I know from personal experience as a human rights commissioner that it is sometimes impossible to tell whether a complaint has any merit until at least a few key witnesses have been interviewed or a few key documents reviewed. …
The investigation may ultimately reveal that the complainant was less than fully honest and that the complaint is totally without merit. The respondent is angry and jaded about the whole human rights process, particularly if he or she has hired a lawyer and incurred some legal bills. I sympathize with the respondent, but what’s a responsible commission to do?
(EZRA) LEVANT: When someone files a nuisance suit in a civil court, they have to pay the costs of the party they harrass. Leven's…"what can we do?" is pretty obviously answered: they can pay for the abusive costs they put their victims through.
LEVEN: Also, human rights commissions are becoming extremely skilled at mediating mutually agreeable settlements, at no cost to either party. The courts do not provide free mediation for parties to civil lawsuits.

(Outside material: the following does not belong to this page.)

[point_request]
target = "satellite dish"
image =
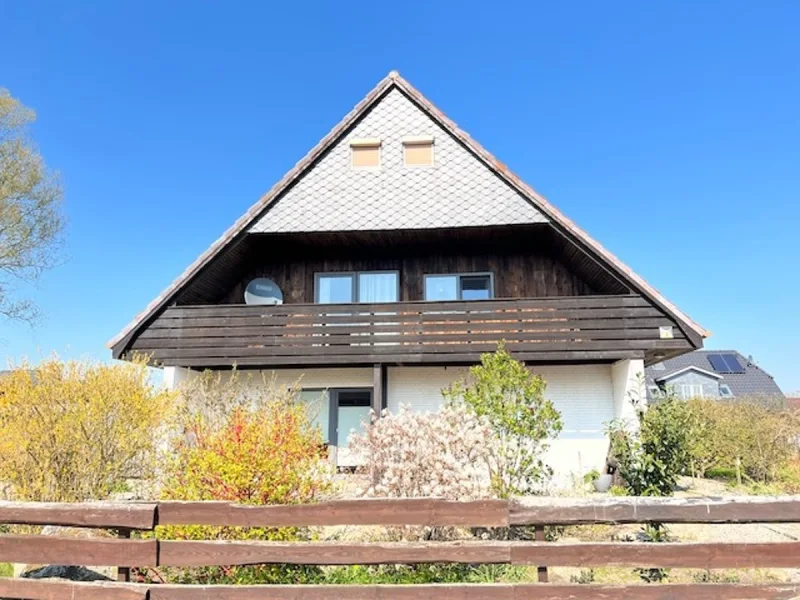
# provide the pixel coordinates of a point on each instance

LEVANT: Leven’s] pride in their "mediation" skills is laughable. It's not mediation. It's a Shakedown. The reason HRCs convince 90% of their victims to accept a plea deal is because, after a few months in the kangaroo court process, victims realize they cannot win. Even if they're "acquitted", they will not be made whole for their wasted time and money -- unlike a real court, or even some other commissions and boards. In my case, that "expert mediation" took the form of an extortion demand: I pay the Muslim imam a few thousand dollars and give him a page in the magazine, unedited, and I could go free. Instead, I fought on principle, and spent about $100,000. A rational person would have taken the deal, and suffered the humiliationWhat's a "responsible human rights commission to do"? For starters, how about acknowledging the quasi-totalitarian nature of this quasi-judicial system? Of course, that would entail placing reason and common sense above the nice fat paycheck you get as a "human rights" Commissar and the dubious honour of serving as one, so perhaps it's being overly optimistic to expect any epiphanies of that sort from the likes of Commissar Leven.
The thing about other boards and commissions is that they are actually experts. Take Manitoba's Surface Rights Board. That's all they do: arbitrate between the person who owns land (typically a farmer) and the personal who owns the minerals underneath it (typically a mining company). That's it. And you can bet they're more expert about it than any court.
Not so HRCs. One day they're telling restaurants not to order staff to wash their hands. The next day they're telling school boards what programs to offer. The next day they're telling me how to run my magazine. They're not legal experts or technical experts. They're … political activists, who have an agenda that could never get through an election -- so they'll impose it under the counterfeit name of "human rights".